Configure the server

src/server.ts
import { readFileSync } from "node:fs";
import { join } from "node:path";
import Fastify from "fastify";
import { fastifySPAGuard, spaGuardFastifyHandler } from "@ovineko/spa-guard-fastify";
import { createHtmlCache } from "@ovineko/spa-guard-node";

const app = Fastify({ logger: true });

// Register the beacon endpoint
app.addContentTypeParser("text/plain", { parseAs: "string" }, (_req, body, done) => {
done(null, body);
});

app.register(fastifySPAGuard, {
path: "/api/beacon",
onBeacon: async (beacon, request) => {
request.log.info({ beacon }, "SPA Guard beacon");
},
});

// Serve the SPA for all non-asset routes
const htmlCache = await createHtmlCache({
html: readFileSync(join(import.meta.dirname, "../dist/index.html"), "utf-8"),
});

app.get("/*", async (request, reply) => {
return spaGuardFastifyHandler(request, reply, { cache: htmlCache });
});

await app.listen({ port: 3000, host: "0.0.0.0" });

See the Node package docs and Fastify package docs for the full API reference, including multi-language support and the createHTMLCacheStore API.

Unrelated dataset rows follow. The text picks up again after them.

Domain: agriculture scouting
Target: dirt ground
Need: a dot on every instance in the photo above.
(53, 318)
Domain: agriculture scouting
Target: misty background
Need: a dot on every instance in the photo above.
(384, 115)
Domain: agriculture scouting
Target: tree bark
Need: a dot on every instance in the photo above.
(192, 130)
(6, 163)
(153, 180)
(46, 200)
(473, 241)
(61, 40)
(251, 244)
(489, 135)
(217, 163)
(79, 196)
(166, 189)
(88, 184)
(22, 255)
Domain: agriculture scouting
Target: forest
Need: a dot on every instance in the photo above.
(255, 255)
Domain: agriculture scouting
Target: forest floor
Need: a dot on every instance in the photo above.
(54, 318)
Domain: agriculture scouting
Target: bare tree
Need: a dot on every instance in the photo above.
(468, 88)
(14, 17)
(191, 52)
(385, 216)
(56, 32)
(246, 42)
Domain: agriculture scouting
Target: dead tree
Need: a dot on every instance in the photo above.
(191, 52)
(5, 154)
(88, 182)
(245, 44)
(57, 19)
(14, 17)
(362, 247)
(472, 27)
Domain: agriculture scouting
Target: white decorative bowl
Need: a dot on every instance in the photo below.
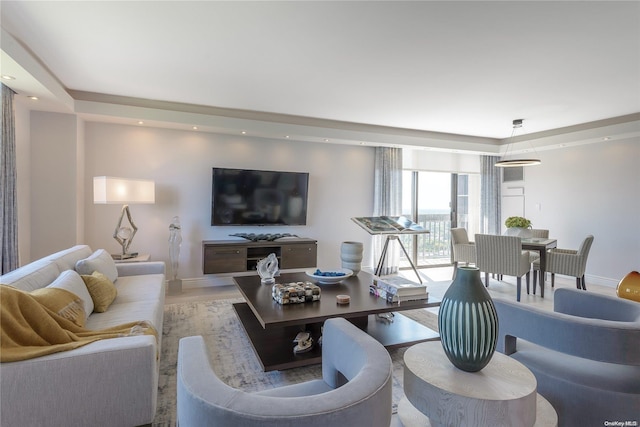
(329, 280)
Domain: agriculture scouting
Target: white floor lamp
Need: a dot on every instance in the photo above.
(110, 190)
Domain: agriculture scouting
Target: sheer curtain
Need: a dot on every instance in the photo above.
(490, 195)
(8, 201)
(387, 200)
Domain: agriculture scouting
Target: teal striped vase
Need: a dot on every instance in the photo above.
(468, 322)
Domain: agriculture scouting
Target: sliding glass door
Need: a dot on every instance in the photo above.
(438, 201)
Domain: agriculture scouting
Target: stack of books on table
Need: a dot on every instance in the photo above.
(396, 289)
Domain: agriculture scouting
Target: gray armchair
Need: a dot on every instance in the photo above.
(584, 354)
(502, 255)
(462, 249)
(355, 388)
(568, 262)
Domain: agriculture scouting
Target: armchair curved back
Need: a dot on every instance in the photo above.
(579, 320)
(347, 353)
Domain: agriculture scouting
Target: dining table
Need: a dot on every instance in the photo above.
(540, 245)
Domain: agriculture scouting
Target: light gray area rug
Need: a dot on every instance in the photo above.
(233, 358)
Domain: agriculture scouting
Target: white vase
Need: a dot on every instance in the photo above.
(351, 255)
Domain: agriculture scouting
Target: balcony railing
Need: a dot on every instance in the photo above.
(433, 248)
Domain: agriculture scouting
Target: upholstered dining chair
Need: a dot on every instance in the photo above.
(355, 388)
(502, 255)
(569, 262)
(462, 249)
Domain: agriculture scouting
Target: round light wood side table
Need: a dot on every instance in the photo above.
(439, 394)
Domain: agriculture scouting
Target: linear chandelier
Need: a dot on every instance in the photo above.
(512, 163)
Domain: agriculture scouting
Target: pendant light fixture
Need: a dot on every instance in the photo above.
(512, 163)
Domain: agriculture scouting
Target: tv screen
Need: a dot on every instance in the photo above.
(256, 197)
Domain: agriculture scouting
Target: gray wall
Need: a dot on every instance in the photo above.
(589, 189)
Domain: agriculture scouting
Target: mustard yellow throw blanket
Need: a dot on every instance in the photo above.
(40, 323)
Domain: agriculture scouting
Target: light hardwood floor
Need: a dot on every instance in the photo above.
(437, 280)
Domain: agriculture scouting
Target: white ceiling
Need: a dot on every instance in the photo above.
(464, 68)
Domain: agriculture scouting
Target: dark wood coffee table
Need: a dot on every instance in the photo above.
(271, 327)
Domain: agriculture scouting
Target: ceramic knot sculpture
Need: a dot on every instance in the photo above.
(267, 269)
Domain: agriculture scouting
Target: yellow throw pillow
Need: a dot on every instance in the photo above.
(101, 289)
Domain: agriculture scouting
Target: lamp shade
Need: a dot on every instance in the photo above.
(110, 190)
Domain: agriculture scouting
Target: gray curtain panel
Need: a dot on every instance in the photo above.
(8, 197)
(387, 200)
(490, 195)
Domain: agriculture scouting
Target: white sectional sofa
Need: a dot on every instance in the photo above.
(110, 382)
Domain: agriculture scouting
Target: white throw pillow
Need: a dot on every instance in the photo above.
(71, 281)
(100, 261)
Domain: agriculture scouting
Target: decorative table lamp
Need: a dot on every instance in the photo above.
(175, 240)
(110, 190)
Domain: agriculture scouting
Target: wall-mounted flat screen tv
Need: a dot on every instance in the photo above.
(258, 197)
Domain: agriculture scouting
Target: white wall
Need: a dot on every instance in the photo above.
(590, 189)
(54, 171)
(23, 178)
(180, 162)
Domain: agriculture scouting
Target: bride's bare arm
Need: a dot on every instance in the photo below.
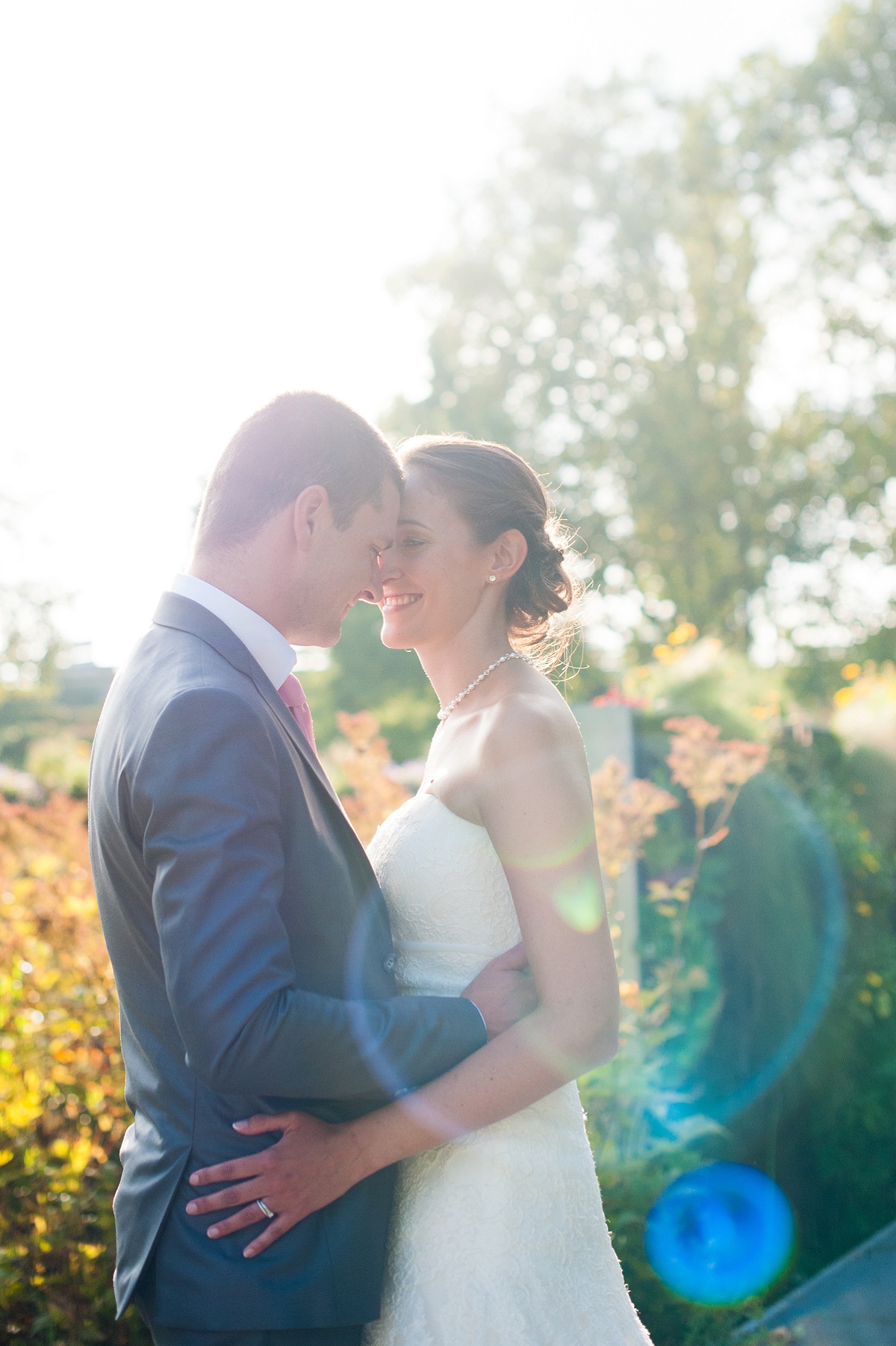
(535, 800)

Step 7 (Optional): ESLint rules

Add the ESLint plugin to prevent accidental use of React.lazy or react-error-boundary directly, and have them auto-fixed to the SPA Guard equivalents.

pnpm add -D @ovineko/spa-guard-eslint eslint
eslint.config.js
import spaGuard from "@ovineko/spa-guard-eslint";

export default [
spaGuard.configs.recommended,
// ... your other configs
];

The recommended config enables no-direct-lazy and no-direct-error-boundary at error level, both with autofixes. See the ESLint package docs for rule details.